Worse still was the way the other boys, the taller ones, the older ones, whose no-good filthy Muggle parents had died or deserted them, looked one day at Voldie's static-filled fur and Tom's dark hair that never really seemed to lie flat on his head and laughed and pointed and laughed some more. "Voldie!" they shouted, still laughing. "It's Miss Clavier's little Voldie-ootie-patootie, dear little black puffball, look at him!"
And then there were the names. Moldy Voldie. Vold the Old Cold Mold. Every time Tom got in a fight and beat up someone, leaving the other boy (or girl) a mass of bruises and blood with strength he didn't actually know he had, someone went and reported it to Miss Clavier, and the giggles around the breakfast table the next morning would hum, "Guess who toldie on Voldie?" Tom would sit, scowling, his legs or back or rear still smarting from the switch.
He was immeasurably relieved to escape to Hogwarts at age 11, to leave the orphanage behind for the majority of the year. Only after paging through a wizarding baby name book, which actually contained names like Calamaria and Tamora and Marvolo instead of Esther and Jedediah and Horace, did he stumble upon the meaning of the cat Voldie's real name and discover, to his surprise, that he liked it. In a way he felt sorry for the poor animal, its noble name reduced to a two-syllable diminutive that rhymed with "moldy".
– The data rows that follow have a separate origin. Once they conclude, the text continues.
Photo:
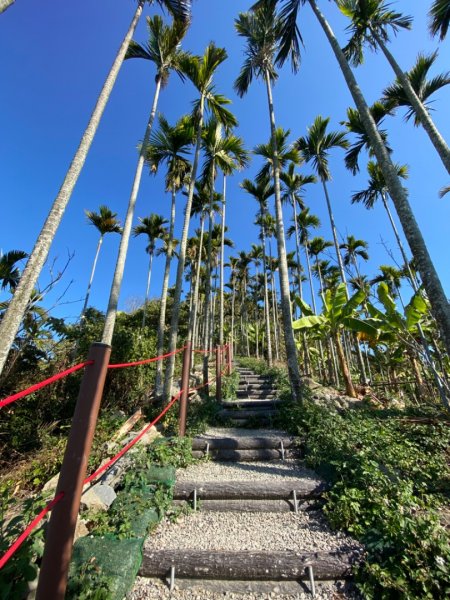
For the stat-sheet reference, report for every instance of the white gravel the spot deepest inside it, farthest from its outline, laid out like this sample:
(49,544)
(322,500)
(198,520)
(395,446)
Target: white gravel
(290,532)
(250,471)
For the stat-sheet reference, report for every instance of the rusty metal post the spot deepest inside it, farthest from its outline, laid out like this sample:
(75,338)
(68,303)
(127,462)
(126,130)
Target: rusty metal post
(185,389)
(218,375)
(58,544)
(229,365)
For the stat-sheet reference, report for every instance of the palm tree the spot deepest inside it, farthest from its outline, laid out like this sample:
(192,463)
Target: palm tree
(354,249)
(293,184)
(315,148)
(395,96)
(104,221)
(371,22)
(18,305)
(163,50)
(261,192)
(169,145)
(439,18)
(9,272)
(153,228)
(433,286)
(200,70)
(262,29)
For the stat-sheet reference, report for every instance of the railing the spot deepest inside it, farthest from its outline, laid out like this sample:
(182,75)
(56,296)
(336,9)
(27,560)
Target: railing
(72,479)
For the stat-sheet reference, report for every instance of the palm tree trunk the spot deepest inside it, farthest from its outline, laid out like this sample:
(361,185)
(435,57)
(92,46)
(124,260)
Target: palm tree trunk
(13,316)
(163,307)
(222,248)
(4,4)
(182,259)
(111,312)
(266,300)
(291,350)
(149,276)
(349,389)
(94,265)
(430,278)
(421,112)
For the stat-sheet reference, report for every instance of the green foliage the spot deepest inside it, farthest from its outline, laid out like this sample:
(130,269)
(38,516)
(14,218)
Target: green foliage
(390,475)
(22,567)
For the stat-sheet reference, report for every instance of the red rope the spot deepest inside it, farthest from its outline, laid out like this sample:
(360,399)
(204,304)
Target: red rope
(38,386)
(146,360)
(22,537)
(134,441)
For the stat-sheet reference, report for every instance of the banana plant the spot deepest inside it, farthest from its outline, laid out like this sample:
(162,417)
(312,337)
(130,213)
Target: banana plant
(338,314)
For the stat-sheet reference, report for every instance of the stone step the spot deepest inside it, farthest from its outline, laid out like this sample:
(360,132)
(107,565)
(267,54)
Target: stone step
(251,403)
(250,490)
(242,443)
(248,506)
(210,564)
(228,413)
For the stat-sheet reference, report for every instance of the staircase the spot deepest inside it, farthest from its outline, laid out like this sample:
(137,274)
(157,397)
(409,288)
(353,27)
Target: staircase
(256,400)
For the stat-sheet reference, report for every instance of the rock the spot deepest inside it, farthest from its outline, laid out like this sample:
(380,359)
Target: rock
(98,497)
(80,529)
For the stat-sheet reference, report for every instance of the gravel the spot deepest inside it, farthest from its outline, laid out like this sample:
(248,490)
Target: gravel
(305,531)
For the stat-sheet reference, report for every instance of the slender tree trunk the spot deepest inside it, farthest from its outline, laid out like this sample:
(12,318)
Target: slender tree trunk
(14,314)
(94,265)
(430,278)
(147,290)
(193,320)
(164,291)
(289,340)
(349,389)
(222,256)
(111,312)
(4,4)
(421,112)
(266,298)
(208,339)
(182,258)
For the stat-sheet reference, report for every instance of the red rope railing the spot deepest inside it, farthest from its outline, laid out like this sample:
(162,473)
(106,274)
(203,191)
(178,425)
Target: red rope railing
(35,522)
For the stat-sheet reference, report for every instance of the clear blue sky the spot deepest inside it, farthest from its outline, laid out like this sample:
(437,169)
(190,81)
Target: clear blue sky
(55,56)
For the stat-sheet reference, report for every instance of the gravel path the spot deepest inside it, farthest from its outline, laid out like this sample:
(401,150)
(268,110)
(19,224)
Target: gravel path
(305,531)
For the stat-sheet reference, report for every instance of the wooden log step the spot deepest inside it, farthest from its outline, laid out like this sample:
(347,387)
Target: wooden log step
(209,564)
(247,506)
(241,443)
(249,490)
(245,414)
(263,454)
Later, when he became known as Voldemort to his friends, he insisted on being addressed as "Lord," to increase the power and strength of the grouchy cat's name. And Lord Voldemort was proud, and smug, of the fact that he inspired just as much fear in Muggles and wizards alike as the stupid black cat did in his eight-year-old self. But even so, he never, ever let anyone call him Voldie.